Simplifying Data Science with Delta Lake and MLflow
Simplifying Data Science with Delta Lake and MLflow

Abstract: 

Although machine learning algorithms and open source libraries have greatly advanced in the last decade, many challenges remain to building production data science and machine learning applications. Data science teams still spend the majority of their time acquiring and cleaning input data, and once a team launches an application, it has to spend a substantial amount of effort just to keep it running. At Databricks, we have experienced these challenges across thousands of organizations and domains, so we launched two new open source projects recently to simplify data operations and machine learning. Delta Lake is a transactional layer on top of data lake storage such as S3 or HDFS that enables reliable data pipelines, rollback, time travel, and multi-stage bronze/silver/gold patterns for managing production datasets. This allows teams to set up high quality ingest pipelines and rapidly roll back errors.

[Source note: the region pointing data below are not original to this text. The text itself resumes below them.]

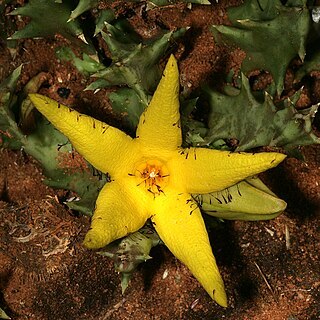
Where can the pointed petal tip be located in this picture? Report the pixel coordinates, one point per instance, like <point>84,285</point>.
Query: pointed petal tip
<point>277,158</point>
<point>171,66</point>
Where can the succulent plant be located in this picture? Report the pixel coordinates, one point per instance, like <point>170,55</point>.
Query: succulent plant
<point>263,122</point>
<point>264,30</point>
<point>44,25</point>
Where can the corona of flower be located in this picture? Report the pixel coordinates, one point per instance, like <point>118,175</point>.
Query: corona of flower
<point>153,177</point>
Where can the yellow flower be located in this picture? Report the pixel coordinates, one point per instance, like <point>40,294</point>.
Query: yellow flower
<point>153,177</point>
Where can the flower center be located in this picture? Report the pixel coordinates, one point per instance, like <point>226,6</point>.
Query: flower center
<point>152,175</point>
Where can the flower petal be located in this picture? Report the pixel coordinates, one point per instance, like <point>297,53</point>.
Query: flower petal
<point>105,147</point>
<point>200,170</point>
<point>120,210</point>
<point>180,226</point>
<point>159,126</point>
<point>242,201</point>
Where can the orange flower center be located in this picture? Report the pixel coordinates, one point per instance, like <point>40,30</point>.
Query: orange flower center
<point>152,175</point>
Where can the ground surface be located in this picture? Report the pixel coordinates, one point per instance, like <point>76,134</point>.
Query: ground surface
<point>271,269</point>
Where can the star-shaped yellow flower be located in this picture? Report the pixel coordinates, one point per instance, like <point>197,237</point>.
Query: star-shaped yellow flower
<point>154,177</point>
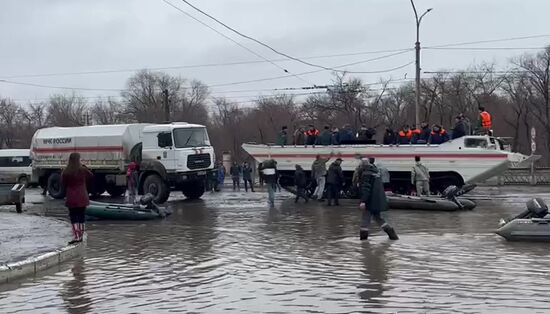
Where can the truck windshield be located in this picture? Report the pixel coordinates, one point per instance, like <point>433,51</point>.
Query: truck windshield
<point>190,137</point>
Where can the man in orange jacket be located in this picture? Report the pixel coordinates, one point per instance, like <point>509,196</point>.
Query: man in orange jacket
<point>485,122</point>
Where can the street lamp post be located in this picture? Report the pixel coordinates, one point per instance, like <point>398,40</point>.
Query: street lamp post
<point>417,48</point>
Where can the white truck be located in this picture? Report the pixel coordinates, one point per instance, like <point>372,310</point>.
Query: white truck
<point>175,156</point>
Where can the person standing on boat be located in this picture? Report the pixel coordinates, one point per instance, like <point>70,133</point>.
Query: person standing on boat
<point>282,137</point>
<point>423,135</point>
<point>269,171</point>
<point>384,174</point>
<point>459,129</point>
<point>319,172</point>
<point>438,135</point>
<point>485,122</point>
<point>390,137</point>
<point>405,135</point>
<point>311,135</point>
<point>299,136</point>
<point>325,138</point>
<point>300,181</point>
<point>346,135</point>
<point>74,179</point>
<point>235,172</point>
<point>373,202</point>
<point>247,177</point>
<point>221,174</point>
<point>420,177</point>
<point>335,180</point>
<point>132,175</point>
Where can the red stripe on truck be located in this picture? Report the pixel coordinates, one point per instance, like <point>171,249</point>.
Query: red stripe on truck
<point>447,156</point>
<point>87,149</point>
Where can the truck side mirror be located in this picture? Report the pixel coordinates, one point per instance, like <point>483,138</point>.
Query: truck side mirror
<point>165,139</point>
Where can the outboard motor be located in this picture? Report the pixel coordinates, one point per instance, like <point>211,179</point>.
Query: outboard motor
<point>148,201</point>
<point>452,192</point>
<point>536,208</point>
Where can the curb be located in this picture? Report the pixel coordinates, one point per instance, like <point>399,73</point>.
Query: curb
<point>32,265</point>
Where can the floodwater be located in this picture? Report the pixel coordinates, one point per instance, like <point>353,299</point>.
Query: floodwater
<point>231,253</point>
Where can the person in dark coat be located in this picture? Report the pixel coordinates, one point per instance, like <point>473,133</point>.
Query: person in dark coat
<point>347,135</point>
<point>74,179</point>
<point>300,181</point>
<point>438,135</point>
<point>325,138</point>
<point>460,128</point>
<point>282,137</point>
<point>423,134</point>
<point>311,135</point>
<point>373,202</point>
<point>299,136</point>
<point>335,180</point>
<point>235,172</point>
<point>390,138</point>
<point>247,177</point>
<point>405,135</point>
<point>335,136</point>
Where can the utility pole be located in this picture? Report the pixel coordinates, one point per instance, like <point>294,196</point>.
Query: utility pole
<point>417,49</point>
<point>166,106</point>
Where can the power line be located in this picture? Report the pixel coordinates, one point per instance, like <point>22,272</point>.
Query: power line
<point>317,71</point>
<point>232,40</point>
<point>60,87</point>
<point>485,48</point>
<point>206,65</point>
<point>256,40</point>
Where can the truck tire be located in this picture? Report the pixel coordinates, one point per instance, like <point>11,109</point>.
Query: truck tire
<point>97,185</point>
<point>154,184</point>
<point>115,190</point>
<point>55,187</point>
<point>23,180</point>
<point>193,191</point>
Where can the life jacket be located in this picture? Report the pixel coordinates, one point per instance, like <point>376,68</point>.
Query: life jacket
<point>485,120</point>
<point>312,132</point>
<point>407,134</point>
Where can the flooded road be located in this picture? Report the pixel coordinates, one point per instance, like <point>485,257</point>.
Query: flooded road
<point>230,252</point>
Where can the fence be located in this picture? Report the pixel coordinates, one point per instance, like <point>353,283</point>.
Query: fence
<point>525,176</point>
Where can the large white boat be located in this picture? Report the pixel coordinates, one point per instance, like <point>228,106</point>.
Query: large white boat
<point>469,159</point>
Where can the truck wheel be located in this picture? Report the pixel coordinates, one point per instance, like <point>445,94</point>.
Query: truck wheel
<point>115,191</point>
<point>23,180</point>
<point>97,186</point>
<point>154,185</point>
<point>55,187</point>
<point>193,191</point>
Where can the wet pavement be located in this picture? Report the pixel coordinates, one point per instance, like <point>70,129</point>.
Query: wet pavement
<point>230,252</point>
<point>22,236</point>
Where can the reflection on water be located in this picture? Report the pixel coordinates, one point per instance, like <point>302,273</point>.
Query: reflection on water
<point>232,253</point>
<point>73,291</point>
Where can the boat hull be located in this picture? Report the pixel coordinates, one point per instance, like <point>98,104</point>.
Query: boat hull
<point>119,212</point>
<point>534,229</point>
<point>427,203</point>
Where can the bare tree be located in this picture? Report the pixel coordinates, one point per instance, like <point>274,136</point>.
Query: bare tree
<point>66,110</point>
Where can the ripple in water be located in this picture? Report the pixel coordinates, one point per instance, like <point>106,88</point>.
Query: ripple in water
<point>215,256</point>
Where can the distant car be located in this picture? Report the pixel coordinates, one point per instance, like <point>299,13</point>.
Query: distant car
<point>15,166</point>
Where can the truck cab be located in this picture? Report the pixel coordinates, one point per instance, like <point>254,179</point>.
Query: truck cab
<point>175,156</point>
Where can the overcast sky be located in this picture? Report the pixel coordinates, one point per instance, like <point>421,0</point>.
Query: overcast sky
<point>57,36</point>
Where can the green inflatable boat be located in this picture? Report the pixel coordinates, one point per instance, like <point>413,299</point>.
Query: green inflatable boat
<point>113,211</point>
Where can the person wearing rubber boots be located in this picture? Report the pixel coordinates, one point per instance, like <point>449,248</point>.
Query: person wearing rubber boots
<point>373,202</point>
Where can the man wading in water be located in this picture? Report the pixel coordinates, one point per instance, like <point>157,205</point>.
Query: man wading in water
<point>373,201</point>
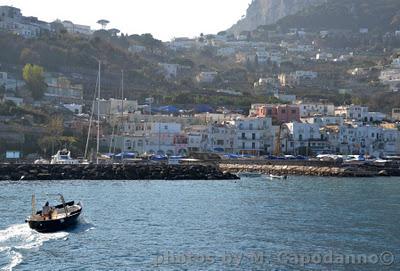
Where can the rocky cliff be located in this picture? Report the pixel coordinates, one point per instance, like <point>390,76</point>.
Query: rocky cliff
<point>264,12</point>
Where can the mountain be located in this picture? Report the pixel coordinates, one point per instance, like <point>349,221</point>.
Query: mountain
<point>381,15</point>
<point>264,12</point>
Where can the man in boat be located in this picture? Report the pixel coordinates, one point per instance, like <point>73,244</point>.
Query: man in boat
<point>46,211</point>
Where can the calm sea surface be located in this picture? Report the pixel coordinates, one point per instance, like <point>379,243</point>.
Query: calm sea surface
<point>253,224</point>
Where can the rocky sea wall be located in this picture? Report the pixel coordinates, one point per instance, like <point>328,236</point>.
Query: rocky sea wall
<point>28,172</point>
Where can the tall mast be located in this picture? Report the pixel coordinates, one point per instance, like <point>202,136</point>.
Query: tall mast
<point>122,92</point>
<point>98,115</point>
<point>122,112</point>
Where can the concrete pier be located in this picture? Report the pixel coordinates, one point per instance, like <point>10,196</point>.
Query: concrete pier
<point>17,172</point>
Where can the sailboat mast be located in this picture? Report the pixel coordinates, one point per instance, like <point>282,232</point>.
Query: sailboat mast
<point>122,93</point>
<point>98,116</point>
<point>122,109</point>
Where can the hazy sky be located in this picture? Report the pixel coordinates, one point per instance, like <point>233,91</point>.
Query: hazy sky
<point>165,19</point>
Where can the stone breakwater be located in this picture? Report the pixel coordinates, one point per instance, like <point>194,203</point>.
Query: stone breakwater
<point>335,171</point>
<point>112,172</point>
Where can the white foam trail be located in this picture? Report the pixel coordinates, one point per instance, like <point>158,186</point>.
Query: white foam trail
<point>21,237</point>
<point>16,259</point>
<point>91,228</point>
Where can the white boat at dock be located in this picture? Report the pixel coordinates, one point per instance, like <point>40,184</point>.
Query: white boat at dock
<point>63,157</point>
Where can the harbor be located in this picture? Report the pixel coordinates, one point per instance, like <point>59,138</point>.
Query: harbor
<point>221,169</point>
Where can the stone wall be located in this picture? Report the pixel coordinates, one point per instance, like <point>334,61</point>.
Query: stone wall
<point>112,172</point>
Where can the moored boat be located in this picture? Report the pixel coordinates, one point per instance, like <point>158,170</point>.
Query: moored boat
<point>53,219</point>
<point>249,175</point>
<point>63,157</point>
<point>277,177</point>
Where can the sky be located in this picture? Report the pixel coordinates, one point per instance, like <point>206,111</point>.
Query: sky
<point>165,19</point>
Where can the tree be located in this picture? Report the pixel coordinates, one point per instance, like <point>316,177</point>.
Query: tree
<point>33,77</point>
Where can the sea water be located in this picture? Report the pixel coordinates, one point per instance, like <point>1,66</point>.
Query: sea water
<point>303,223</point>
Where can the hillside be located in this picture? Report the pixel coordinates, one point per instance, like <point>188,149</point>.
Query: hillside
<point>382,16</point>
<point>264,12</point>
<point>76,57</point>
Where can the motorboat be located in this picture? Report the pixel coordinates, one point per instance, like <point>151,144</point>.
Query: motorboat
<point>63,157</point>
<point>249,175</point>
<point>277,177</point>
<point>58,218</point>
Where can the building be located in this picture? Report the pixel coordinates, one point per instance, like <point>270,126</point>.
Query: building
<point>116,107</point>
<point>183,43</point>
<point>136,49</point>
<point>11,20</point>
<point>304,139</point>
<point>60,89</point>
<point>323,120</point>
<point>221,137</point>
<point>226,51</point>
<point>297,78</point>
<point>396,114</point>
<point>77,28</point>
<point>154,138</point>
<point>312,109</point>
<point>74,108</point>
<point>355,112</point>
<point>280,113</point>
<point>254,136</point>
<point>171,71</point>
<point>206,77</point>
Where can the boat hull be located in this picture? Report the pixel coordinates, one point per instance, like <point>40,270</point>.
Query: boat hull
<point>54,225</point>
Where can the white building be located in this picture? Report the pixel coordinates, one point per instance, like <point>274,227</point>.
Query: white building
<point>355,112</point>
<point>323,120</point>
<point>115,107</point>
<point>171,71</point>
<point>77,28</point>
<point>206,77</point>
<point>303,138</point>
<point>136,49</point>
<point>226,51</point>
<point>183,43</point>
<point>312,109</point>
<point>254,136</point>
<point>75,108</point>
<point>221,138</point>
<point>155,138</point>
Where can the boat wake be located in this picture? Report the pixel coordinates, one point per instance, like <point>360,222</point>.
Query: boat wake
<point>19,238</point>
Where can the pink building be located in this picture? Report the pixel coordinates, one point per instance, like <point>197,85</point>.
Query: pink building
<point>281,113</point>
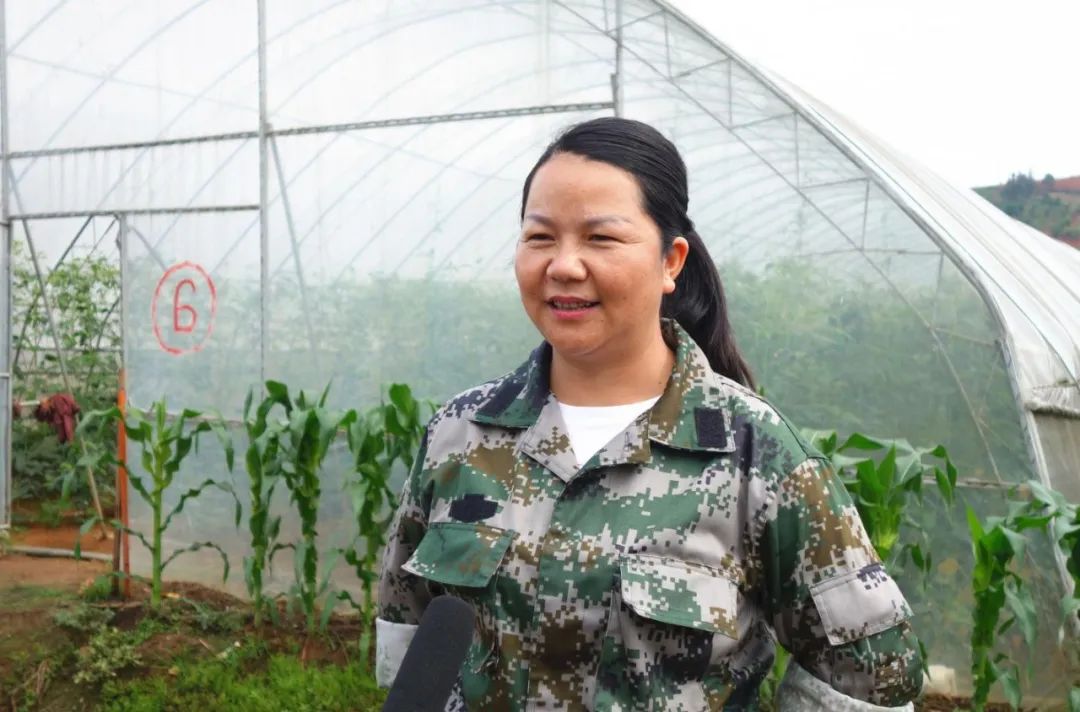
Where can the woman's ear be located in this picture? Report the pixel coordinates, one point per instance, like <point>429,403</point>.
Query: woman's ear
<point>674,259</point>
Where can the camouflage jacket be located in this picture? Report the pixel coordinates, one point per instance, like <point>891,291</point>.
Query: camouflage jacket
<point>653,576</point>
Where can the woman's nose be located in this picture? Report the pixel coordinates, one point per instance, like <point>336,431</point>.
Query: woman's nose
<point>566,265</point>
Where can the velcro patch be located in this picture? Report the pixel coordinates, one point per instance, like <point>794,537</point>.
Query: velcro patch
<point>711,429</point>
<point>472,508</point>
<point>859,603</point>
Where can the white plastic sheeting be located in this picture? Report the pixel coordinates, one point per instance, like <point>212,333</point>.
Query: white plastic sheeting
<point>358,226</point>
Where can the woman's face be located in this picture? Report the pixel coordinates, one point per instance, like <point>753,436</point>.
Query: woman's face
<point>589,262</point>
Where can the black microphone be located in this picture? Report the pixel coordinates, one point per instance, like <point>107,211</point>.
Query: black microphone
<point>433,659</point>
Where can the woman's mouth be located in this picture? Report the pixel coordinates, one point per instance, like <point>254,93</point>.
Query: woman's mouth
<point>570,307</point>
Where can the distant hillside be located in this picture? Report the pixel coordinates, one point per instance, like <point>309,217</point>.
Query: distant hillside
<point>1051,204</point>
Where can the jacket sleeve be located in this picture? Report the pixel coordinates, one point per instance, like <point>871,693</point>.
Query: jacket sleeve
<point>402,596</point>
<point>831,602</point>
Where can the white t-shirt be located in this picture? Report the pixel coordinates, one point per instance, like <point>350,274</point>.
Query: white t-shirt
<point>591,428</point>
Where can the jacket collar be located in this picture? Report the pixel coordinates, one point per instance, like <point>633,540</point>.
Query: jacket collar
<point>692,413</point>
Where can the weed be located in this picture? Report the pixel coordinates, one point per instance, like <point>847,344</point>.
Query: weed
<point>304,442</point>
<point>210,619</point>
<point>108,652</point>
<point>83,618</point>
<point>99,589</point>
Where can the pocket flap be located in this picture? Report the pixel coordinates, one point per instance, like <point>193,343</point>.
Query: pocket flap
<point>680,593</point>
<point>859,603</point>
<point>459,553</point>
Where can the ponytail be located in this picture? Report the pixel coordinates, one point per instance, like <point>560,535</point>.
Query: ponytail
<point>699,306</point>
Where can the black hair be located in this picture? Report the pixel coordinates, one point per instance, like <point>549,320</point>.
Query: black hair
<point>698,301</point>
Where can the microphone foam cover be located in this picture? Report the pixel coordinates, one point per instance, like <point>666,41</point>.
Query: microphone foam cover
<point>433,659</point>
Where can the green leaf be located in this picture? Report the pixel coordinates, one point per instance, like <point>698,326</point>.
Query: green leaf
<point>401,395</point>
<point>1011,686</point>
<point>859,441</point>
<point>1018,599</point>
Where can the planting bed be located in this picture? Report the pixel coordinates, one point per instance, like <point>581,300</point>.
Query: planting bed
<point>200,650</point>
<point>65,646</point>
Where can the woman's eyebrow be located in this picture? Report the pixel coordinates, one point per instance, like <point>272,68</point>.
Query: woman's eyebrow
<point>591,223</point>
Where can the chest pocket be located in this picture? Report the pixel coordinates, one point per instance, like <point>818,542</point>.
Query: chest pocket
<point>459,553</point>
<point>680,593</point>
<point>671,626</point>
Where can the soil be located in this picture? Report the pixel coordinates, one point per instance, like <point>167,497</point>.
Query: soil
<point>54,573</point>
<point>32,532</point>
<point>62,537</point>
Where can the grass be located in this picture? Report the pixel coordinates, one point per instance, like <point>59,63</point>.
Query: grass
<point>216,684</point>
<point>199,653</point>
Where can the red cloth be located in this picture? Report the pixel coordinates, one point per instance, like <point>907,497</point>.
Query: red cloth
<point>58,411</point>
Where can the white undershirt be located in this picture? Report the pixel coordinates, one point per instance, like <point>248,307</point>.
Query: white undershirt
<point>591,428</point>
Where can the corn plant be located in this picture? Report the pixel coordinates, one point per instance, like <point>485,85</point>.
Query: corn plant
<point>999,590</point>
<point>386,434</point>
<point>886,488</point>
<point>164,445</point>
<point>304,442</point>
<point>262,465</point>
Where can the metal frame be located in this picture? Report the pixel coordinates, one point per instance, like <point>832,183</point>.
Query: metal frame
<point>5,483</point>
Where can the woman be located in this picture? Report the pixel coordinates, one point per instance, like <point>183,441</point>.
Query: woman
<point>631,521</point>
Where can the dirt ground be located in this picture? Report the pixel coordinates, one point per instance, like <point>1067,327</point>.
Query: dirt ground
<point>18,571</point>
<point>62,537</point>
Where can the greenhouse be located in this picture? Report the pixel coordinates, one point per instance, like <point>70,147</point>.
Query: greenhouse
<point>328,192</point>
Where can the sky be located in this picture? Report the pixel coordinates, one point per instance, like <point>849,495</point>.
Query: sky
<point>974,90</point>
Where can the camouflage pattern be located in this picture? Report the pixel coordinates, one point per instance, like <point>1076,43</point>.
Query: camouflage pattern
<point>651,577</point>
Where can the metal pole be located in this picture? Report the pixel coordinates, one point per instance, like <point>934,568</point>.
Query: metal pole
<point>264,197</point>
<point>121,561</point>
<point>296,251</point>
<point>617,77</point>
<point>5,488</point>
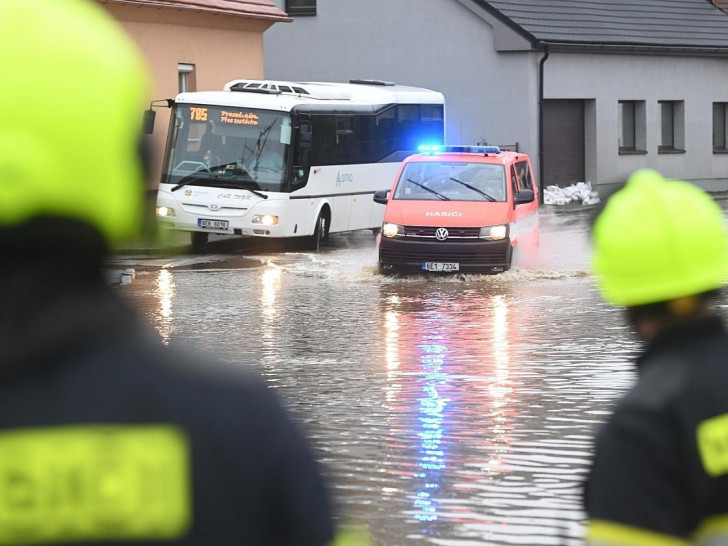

MLflow, on the other hand, is an open source platform for managing the machine learning lifecycle, including experiments, models, workflows and deployments. Inspired by internal ML platforms such as Uber Michelangelo and Google TFX, MLflow makes it easy to operate and monitor ML applications so that teams can spend more of their time building new applications. I’ll show how both projects are helping to simplify data science at thousands of organizations, ranging in scale from one data scientist to teams of thousands of users.

Bio: 

Matei Zaharia is an Assistant Professor of Computer Science at Stanford University and Chief Technologist at Databricks. He started the Apache Spark project during his PhD at UC Berkeley in 2009, and has worked broadly in datacenter systems, co-starting the Apache Mesos project and contributing as a committer on Apache Hadoop. Today, Matei tech-leads the MLflow development effort at Databricks. Matei’s research work was recognized through the 2014 ACM Doctoral Dissertation Award for the best PhD dissertation in computer science, an NSF CAREER Award and several best paper awards.